Despite Ahmed Shafey’s argument that carpeting would exacerbate and aggravate his allergies, the stratum ordered him to remove his 15-year-old laminate flooring and replace it with carpet throughout his condo. The kitchen and bathroom are exempt from the rule.
Dissatisfied with the prospect of living in a fully carpeted condo, Shafey took the condo to civil resolution court in British Columbia to seek an order that would restrain the co-ownership from his claim.
According to the March 28 B.C. Civil Resolution Court ruling, Shafey purchased the condo in April 2021, and the previous owner had had multiple complaints and fines for violating the strata’s noise bylaws.
“Council members concluded that the unreasonable noise was due to a combination of the previous owner’s lifestyle habits and the 15-year-old hard floor,” the ruling said.
READ MORE: Kamloops stratum loses fight with tenant smoking on balcony: court
The ruling says the previous owner had tried to abate the noise, but had no luck and months before selling the condo, the condo had ordered the previous owner to replace the current flooring with carpeting.
The ruling says the diapers decided to give Shafey a grace period before fining him and enforcing his previous ruling requiring the condo to be carpeted.
While Strata had decided that the noise was a combination of the hard floors and “lifestyles” of the previous owners, the noise wasn’t any better once Shafey moved in.
The ruling says his neighbor in the condo below kept a daily log of the noise that continued after Shafey moved in.
Once the noise woke up the neighbor downstairs.
“I find such a noise unreasonable”, judged the Court.
The condominium also hired an acoustic engineer who did a complete assessment of the condo.

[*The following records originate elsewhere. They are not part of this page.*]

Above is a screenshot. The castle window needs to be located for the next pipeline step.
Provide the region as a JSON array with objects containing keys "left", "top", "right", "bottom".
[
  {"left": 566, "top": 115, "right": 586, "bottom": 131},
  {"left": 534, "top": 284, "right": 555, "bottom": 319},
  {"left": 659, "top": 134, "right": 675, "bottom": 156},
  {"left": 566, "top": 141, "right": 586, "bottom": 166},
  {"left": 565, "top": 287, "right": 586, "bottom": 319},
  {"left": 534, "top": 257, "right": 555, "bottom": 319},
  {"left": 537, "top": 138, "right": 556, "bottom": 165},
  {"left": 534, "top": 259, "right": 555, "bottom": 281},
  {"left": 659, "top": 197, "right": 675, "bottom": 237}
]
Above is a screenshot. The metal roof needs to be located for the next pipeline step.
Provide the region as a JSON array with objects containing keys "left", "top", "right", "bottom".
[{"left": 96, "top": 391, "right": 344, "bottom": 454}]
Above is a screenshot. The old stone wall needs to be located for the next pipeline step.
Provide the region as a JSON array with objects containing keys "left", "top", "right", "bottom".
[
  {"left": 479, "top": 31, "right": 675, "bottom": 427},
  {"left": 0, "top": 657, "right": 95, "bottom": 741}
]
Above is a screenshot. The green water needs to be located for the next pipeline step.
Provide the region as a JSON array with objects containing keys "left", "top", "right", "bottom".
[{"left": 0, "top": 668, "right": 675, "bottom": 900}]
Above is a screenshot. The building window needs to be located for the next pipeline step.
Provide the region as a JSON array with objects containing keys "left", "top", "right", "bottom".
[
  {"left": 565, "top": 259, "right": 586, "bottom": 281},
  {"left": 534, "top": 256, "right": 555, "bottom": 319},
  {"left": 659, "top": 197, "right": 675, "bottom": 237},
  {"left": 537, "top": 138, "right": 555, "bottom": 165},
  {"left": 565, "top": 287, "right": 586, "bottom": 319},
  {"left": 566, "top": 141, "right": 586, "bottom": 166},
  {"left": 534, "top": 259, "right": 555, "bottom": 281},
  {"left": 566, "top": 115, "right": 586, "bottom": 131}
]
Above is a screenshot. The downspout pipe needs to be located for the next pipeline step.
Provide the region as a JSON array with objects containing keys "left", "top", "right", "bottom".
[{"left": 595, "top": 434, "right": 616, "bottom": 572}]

“From the report, I find that the floor of (Shafey’s apartment) has insufficient insulation against impact sound. So I find that the floor increases or causes the noise heard (below)” , we read in the decision.
Shafey argued that he could replace the hard floor with “softer sound-absorbing flooring materials“, but offered no explanation or evidence of what that would be and how it would reduce noise. .
Shafey also maintained that the carpet would aggravate his pre-existing dust mite allergies and included a doctor’s note as proof.
“However, the rating does not explain how much worse the condition would be, or whether certain types of carpet might be better than others,” the court said. ‘Further, although Mr Shafey claims he did not budget for the expense of moving the floor, he has provided no evidence or explanation of the cost and whether that cost would be a burden on him.’
In the end, the Tribunal sides with the strata, leaving Shafey to start looking at what color carpet he wants his apartment decorated with.